Trevor Ariza Is Choosing His Son Over Basketball – How Much Money Will He Give Up?

By on June 30, 2020 in ArticlesSports News

The NBA restart is still about a month away, but players are making decisions about their futures right now. For some, like the Brooklyn Nets' Kyrie Irving, it's about not taking attention away from Black Lives Matter efforts to fight systemic racism and social injustices. For others, it may be a health concern.

In the case of Portland's Trevor Ariza, he's skipping the shortened NBA season to spend time with his 12-year-old son.

The Blazers' forward has been involved in a custody case over his son. The boy's mother granted a court-ordered, one-month visitation period – occurring when the league planned to resume its season.

Ariza, 34, will lose at least $1 million for not playing in the restart. The NBA's plan is to finish this year's season in a "bubble" in Orlando. The restart features 22 teams playing in a shortened regular season before participating in the playoffs.

Abbie Parr/Getty Images

Ariza could lose up to $1.8 million if the Blazers qualify for the playoffs. They're currently tied for ninth place in the Western Conference, 3.5 games behind the Memphis Grizzlies. Teams participating in the restart will play in eight seeding games to determine playoff positioning. If a team finishes within four games of the eighth seed, it'll participate in a play-in tournament.

Ariza has a minimally guaranteed $12.8 million contract for the 2020-21 season.

The Blazers can play their way into the playoffs, but they'll have to do it without Ariza. The forward joined the team in February after the Sacramento Kings traded him.

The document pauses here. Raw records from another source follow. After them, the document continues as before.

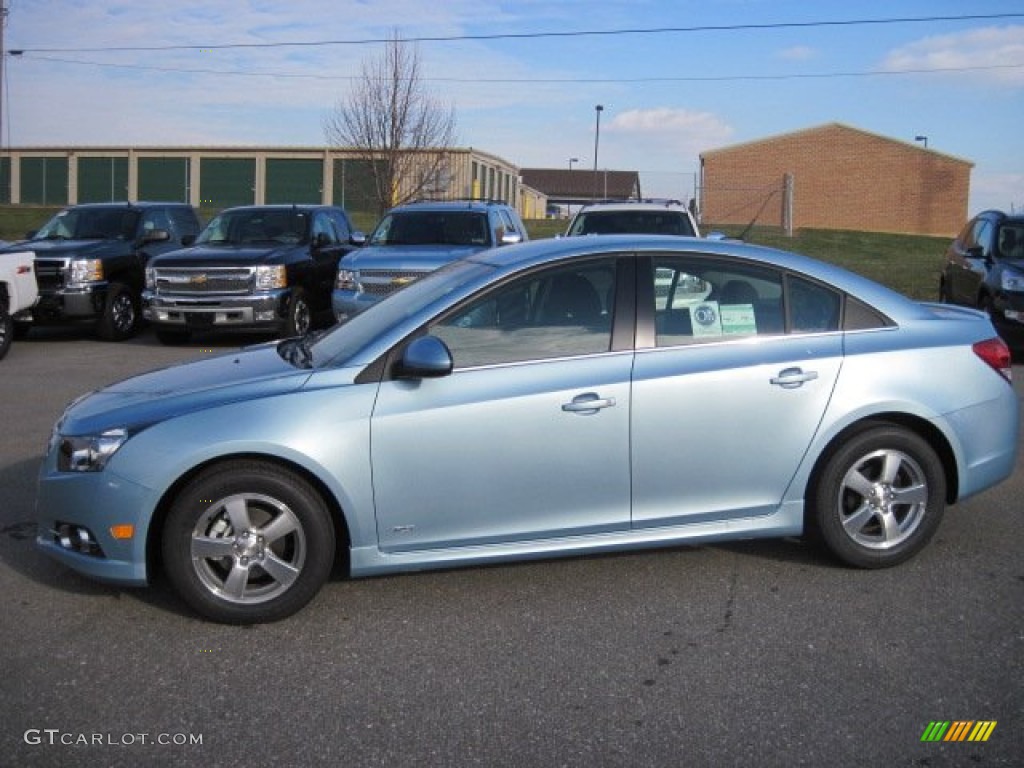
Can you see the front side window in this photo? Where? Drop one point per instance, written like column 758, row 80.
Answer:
column 91, row 223
column 324, row 226
column 556, row 312
column 432, row 227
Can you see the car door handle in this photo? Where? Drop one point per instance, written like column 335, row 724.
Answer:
column 792, row 378
column 588, row 403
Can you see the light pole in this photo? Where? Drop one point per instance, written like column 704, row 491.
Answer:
column 597, row 141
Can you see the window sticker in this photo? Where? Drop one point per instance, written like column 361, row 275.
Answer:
column 707, row 320
column 737, row 318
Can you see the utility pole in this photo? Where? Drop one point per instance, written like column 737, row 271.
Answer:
column 3, row 53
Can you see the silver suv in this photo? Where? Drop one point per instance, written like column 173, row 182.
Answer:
column 415, row 239
column 634, row 217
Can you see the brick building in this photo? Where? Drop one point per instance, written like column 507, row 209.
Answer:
column 836, row 177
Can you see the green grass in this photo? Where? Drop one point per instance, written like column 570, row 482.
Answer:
column 908, row 263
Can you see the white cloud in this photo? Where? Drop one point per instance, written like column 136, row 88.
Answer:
column 998, row 47
column 680, row 129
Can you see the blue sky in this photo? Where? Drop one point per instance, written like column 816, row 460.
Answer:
column 668, row 96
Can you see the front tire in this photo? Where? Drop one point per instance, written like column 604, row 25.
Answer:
column 880, row 498
column 120, row 320
column 299, row 314
column 6, row 333
column 248, row 542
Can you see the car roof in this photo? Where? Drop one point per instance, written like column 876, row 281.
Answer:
column 540, row 252
column 674, row 205
column 450, row 205
column 284, row 207
column 130, row 205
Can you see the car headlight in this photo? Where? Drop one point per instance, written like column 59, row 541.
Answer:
column 268, row 278
column 89, row 453
column 346, row 280
column 1012, row 281
column 85, row 270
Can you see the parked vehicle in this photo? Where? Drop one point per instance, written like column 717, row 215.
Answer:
column 416, row 239
column 985, row 268
column 90, row 261
column 564, row 396
column 17, row 293
column 634, row 217
column 255, row 267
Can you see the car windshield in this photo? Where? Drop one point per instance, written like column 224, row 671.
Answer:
column 432, row 227
column 1012, row 241
column 344, row 342
column 91, row 223
column 257, row 225
column 632, row 222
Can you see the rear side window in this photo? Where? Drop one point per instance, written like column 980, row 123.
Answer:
column 700, row 299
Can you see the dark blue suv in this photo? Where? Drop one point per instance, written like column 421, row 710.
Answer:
column 985, row 268
column 418, row 238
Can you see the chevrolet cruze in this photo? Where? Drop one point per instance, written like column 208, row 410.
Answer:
column 563, row 396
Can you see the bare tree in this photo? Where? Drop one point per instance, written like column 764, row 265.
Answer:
column 395, row 124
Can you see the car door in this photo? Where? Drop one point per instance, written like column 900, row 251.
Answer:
column 326, row 249
column 969, row 262
column 527, row 438
column 725, row 401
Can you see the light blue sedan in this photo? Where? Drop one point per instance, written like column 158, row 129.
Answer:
column 562, row 396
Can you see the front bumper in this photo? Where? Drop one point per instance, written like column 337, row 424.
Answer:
column 76, row 513
column 262, row 310
column 347, row 304
column 81, row 302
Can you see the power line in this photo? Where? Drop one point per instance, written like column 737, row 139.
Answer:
column 546, row 81
column 540, row 35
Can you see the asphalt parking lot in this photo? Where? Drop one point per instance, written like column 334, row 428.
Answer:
column 751, row 654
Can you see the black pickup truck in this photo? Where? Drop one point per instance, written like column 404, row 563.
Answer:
column 90, row 262
column 266, row 267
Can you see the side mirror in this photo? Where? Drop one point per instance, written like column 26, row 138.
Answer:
column 426, row 357
column 156, row 236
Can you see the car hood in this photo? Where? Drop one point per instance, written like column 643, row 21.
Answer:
column 136, row 402
column 227, row 255
column 87, row 249
column 407, row 258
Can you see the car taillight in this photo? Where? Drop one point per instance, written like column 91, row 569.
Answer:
column 995, row 353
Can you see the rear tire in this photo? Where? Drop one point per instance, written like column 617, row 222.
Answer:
column 248, row 542
column 299, row 314
column 880, row 498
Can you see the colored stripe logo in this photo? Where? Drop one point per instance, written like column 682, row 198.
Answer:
column 958, row 730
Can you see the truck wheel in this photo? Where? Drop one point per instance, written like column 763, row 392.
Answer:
column 248, row 542
column 120, row 314
column 299, row 314
column 173, row 338
column 6, row 333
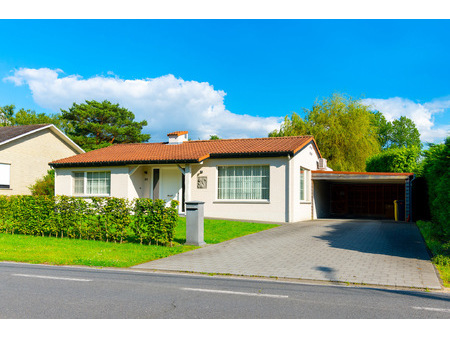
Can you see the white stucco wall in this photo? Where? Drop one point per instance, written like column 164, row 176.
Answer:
column 274, row 210
column 120, row 180
column 284, row 182
column 29, row 157
column 307, row 158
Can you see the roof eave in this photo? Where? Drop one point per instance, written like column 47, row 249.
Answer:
column 117, row 163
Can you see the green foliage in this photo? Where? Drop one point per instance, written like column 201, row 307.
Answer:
column 6, row 113
column 439, row 247
column 399, row 133
column 8, row 117
column 436, row 166
column 107, row 219
column 147, row 214
column 343, row 129
column 66, row 251
column 44, row 185
column 95, row 125
column 396, row 160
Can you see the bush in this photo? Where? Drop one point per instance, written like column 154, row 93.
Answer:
column 437, row 174
column 440, row 248
column 396, row 160
column 107, row 219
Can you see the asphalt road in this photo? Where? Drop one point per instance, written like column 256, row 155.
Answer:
column 38, row 291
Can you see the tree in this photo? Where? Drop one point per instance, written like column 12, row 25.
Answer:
column 405, row 133
column 436, row 166
column 94, row 125
column 6, row 112
column 396, row 160
column 396, row 134
column 343, row 129
column 8, row 117
column 384, row 129
column 44, row 185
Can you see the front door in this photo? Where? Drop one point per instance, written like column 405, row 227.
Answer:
column 170, row 185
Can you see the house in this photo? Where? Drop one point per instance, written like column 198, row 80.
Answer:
column 25, row 152
column 280, row 179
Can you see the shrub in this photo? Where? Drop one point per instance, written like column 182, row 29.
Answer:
column 105, row 218
column 436, row 166
column 396, row 160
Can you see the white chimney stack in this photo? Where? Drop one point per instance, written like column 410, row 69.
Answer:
column 178, row 137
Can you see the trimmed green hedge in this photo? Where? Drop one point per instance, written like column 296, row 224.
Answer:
column 106, row 219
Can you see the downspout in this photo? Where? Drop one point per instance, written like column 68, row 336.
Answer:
column 410, row 197
column 290, row 190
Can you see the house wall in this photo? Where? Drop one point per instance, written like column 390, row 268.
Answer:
column 273, row 210
column 120, row 180
column 306, row 158
column 29, row 157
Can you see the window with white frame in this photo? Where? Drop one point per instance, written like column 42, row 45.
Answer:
column 5, row 175
column 92, row 183
column 304, row 184
column 243, row 182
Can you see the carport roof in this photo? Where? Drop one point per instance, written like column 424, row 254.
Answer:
column 366, row 177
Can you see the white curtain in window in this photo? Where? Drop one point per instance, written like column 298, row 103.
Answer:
column 243, row 182
column 5, row 175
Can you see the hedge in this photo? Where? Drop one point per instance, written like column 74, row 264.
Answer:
column 108, row 219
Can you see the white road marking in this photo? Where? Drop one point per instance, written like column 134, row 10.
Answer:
column 431, row 309
column 236, row 293
column 51, row 277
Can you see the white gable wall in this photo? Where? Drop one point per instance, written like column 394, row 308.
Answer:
column 306, row 158
column 29, row 157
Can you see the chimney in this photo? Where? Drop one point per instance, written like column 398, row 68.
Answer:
column 178, row 137
column 322, row 164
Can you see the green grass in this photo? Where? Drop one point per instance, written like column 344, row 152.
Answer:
column 217, row 231
column 440, row 248
column 30, row 249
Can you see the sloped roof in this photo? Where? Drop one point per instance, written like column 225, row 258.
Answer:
column 11, row 133
column 187, row 152
column 8, row 133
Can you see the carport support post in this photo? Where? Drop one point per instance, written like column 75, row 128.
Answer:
column 194, row 223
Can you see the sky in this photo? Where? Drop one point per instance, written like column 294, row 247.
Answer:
column 232, row 78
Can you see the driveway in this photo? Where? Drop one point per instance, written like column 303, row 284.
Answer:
column 354, row 251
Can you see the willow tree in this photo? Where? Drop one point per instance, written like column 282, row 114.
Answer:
column 343, row 128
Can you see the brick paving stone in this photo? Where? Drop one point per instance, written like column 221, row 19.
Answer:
column 357, row 251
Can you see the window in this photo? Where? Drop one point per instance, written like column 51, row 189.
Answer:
column 304, row 184
column 5, row 175
column 92, row 183
column 243, row 182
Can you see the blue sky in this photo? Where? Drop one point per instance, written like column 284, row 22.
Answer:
column 234, row 78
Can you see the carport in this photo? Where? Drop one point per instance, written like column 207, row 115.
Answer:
column 361, row 195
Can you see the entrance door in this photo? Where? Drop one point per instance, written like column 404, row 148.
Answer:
column 170, row 185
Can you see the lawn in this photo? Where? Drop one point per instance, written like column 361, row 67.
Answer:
column 31, row 249
column 440, row 248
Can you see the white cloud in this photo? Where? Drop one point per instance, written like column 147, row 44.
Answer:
column 421, row 114
column 167, row 103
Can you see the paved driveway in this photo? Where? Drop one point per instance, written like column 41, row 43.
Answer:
column 355, row 251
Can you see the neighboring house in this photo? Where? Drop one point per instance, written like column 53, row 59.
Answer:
column 265, row 179
column 25, row 152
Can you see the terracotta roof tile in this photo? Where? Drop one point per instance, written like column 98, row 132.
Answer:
column 177, row 133
column 189, row 151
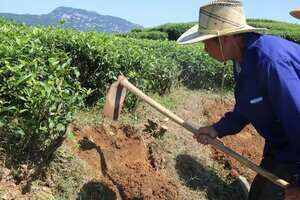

Ariza started in all 21 games he played with Portland, averaging 11 points, 4.8 rebounds, and 1 steal per game. He also knocked down 40 percent of his three-pointers.

Teams must submit their travel parties, from rosters to supporting staff, by July 1. Once a team signs a replacement player, the original player can't return to the roster this season.

Losing a million dollars – and possibly more – will certainly hurt. But Ariza has been in the league long enough to make a great living.

More importantly, he's putting family before anything else.